Columbia/Tri-Star // R // October 19, 2007
List Price: Unknown [Buy now and save at Anrdoezrs]

Review by Eric D. Snider | posted October 19, 2007 | E-mail the Author
We've all been disappointed by lousy thrillers that had cool ideas but didn't know how to execute them. "30 Days of Night" is the rare horror film that actually lives up to its potential.

Based on a comic book mini-series by Steve Niles and Ben Templesmith, the film's premise is so ingeniously simple you'll wonder why you didn't think of it yourself: A band of vampires targets an isolated Alaska town where there's no sunlight for 30 days at a stretch. That's a lot better than movies about vampires who live in L.A., which makes no sense at all.

These bloodsuckers are smart, making sure to cut off electricity and communication, and to sabotage the local helicopter. Tiny towns like Barrow -- population 563, except during the dark month, when all but 152 of the stalwarts move to sunnier digs -- need a chopper because the nearest community is 80 miles away, and the road to it is often impassable. Everyone lives here because they like the cold and isolation. They live here because "nobody else can," as one character puts it.

We begin in the waning hours of the last day of sunlight as town sheriff Eben Oleson (Josh Hartnett) is scurrying from place to place, making sure the town is ready for the month-long night. His estranged wife, Stella (Melissa George), a state fire marshal, is in town on regulatory business but doesn't want to talk to him. When she finally calls him, it's only to ask for a ride to the tiny local airport before it closes for the night -- so he sends his trusty deputy to chauffeur her instead. Two can play at this game.

Strange things have already begun to happen outside of Eben and Stella's marriage. Someone stole a cache of satellite phones and burned them in a field. A group of sled dogs were murdered at a kennel. There was the aforementioned helicopter vandalism. The likely culprit for it all is a man referred to as The Stranger (Ben Foster), a filthy, rotten-toothed little weasel who isn't a local resident and smugly refuses to tell Eben anything about himself or his activities. He warns that dark things are a-comin', and it ain't just the 30 days of night.
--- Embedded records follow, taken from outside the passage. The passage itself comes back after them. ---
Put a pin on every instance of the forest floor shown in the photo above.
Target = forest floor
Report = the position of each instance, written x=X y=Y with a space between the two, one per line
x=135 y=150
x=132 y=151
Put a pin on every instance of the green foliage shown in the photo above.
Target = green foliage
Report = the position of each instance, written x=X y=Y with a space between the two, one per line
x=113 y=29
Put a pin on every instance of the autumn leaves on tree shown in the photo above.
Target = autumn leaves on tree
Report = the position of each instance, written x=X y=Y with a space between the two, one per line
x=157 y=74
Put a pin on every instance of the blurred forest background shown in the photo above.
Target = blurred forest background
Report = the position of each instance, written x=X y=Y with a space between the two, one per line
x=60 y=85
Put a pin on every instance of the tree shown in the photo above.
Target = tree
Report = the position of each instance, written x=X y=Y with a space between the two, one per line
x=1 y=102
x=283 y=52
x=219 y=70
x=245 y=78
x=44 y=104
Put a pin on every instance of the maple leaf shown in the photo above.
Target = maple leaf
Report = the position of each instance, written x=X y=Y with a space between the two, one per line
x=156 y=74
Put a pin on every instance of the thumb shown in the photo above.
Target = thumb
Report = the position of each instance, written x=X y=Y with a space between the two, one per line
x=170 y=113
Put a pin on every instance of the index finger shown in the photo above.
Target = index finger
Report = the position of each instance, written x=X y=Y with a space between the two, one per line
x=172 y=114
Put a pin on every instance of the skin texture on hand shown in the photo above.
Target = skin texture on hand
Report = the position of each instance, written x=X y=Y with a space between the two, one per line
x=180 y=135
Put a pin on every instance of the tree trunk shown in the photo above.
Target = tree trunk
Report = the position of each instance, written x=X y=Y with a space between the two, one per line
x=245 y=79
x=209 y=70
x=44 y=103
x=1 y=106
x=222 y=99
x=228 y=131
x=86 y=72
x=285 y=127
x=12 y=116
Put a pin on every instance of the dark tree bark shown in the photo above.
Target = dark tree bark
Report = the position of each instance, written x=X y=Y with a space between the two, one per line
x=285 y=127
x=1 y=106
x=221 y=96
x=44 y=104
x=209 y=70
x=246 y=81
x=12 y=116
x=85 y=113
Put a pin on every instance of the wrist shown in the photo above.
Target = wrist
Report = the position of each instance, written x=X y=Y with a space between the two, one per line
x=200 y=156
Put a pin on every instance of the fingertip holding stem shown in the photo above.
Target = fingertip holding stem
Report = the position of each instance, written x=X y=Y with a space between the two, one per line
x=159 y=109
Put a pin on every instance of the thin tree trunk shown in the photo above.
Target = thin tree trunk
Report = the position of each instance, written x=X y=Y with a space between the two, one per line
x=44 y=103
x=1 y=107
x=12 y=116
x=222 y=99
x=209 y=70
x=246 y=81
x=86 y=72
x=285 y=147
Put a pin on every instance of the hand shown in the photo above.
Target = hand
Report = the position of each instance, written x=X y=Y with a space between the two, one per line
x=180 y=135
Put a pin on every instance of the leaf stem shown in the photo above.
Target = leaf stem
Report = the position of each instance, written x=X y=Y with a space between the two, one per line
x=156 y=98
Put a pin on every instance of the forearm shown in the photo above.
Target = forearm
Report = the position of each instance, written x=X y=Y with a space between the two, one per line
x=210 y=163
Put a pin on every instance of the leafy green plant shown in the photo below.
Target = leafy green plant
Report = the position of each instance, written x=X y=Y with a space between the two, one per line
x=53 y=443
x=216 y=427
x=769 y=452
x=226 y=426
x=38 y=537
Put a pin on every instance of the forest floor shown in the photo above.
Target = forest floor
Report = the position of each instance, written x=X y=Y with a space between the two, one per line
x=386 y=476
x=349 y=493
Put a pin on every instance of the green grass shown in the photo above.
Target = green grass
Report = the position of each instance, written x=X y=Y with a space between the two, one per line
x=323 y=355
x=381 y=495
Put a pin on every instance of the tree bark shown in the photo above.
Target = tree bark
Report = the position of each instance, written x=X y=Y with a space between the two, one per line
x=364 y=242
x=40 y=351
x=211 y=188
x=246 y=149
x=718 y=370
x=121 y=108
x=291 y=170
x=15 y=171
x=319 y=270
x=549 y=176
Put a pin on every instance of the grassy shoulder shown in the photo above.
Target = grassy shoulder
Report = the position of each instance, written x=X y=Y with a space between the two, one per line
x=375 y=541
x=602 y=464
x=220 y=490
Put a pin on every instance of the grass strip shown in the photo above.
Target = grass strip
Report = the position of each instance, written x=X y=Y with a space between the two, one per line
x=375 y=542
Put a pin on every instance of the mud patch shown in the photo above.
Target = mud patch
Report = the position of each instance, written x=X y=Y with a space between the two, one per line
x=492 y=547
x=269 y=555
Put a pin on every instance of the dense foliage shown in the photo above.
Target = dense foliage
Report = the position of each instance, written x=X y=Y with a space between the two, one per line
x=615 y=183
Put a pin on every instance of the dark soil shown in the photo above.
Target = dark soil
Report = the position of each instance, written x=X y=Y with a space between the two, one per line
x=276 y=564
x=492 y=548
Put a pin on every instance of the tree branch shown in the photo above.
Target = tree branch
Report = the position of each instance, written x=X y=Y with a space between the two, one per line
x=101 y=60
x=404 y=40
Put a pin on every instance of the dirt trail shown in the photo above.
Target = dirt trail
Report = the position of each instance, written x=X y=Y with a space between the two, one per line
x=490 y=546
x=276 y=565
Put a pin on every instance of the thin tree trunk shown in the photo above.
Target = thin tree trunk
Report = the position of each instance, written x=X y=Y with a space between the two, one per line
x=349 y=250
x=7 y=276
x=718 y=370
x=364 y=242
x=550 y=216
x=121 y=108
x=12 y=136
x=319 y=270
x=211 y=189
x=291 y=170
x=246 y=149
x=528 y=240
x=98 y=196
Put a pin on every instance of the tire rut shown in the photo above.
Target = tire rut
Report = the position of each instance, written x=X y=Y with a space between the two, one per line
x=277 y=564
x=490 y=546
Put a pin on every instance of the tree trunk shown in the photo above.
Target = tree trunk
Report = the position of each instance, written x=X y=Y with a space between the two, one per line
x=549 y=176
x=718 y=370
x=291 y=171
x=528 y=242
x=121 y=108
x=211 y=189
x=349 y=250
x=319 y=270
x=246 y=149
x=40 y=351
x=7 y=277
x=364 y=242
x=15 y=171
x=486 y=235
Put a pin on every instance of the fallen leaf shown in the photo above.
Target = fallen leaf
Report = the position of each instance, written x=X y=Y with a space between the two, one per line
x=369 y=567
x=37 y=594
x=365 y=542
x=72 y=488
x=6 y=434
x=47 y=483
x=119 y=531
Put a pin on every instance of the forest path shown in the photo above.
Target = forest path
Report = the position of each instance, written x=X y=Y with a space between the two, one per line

The vampires -- vicious, malformed, shrieking devils who speak their own Germanic-sounding language and have a clear pack leader (Danny Huston) -- beset the village in a hellish attack. Most victims are killed, though a few are turned into vampires themselves. (The rules governing when and how that occurs are not clearly established.) Eben, Stella, and a band of survivors alternate between fighting, hiding, and running. Guns aren't very effective against the beasts, but Eben discovers that an ax can be.

And there you go. There's your vampire movie, uncomplicated, straightforward, suspenseful, and clever when it needs to be. I find it interesting that it was directed by David Slade, whose first film was "Hard Candy," a sexual-predator thriller that was all about tension and apprehension rather than actual on-screen mayhem. "30 Days of Night" gets a lot of mileage from that same type of thrill, particularly in the calculated way the scenario is set, and in the strategic use of silence. Much of the film is eerily quiet, with very little musical accompaniment, and always the low howl of the wind in the background.

Then, gradually, the story becomes grislier and more visceral, though it never stoops to wallowing in the gore. By the end, everyone on both sides is grungy and blood-soaked, and you feel almost as worn out from watching it as they are from experiencing it. Not nearly as cold, though, thank goodness.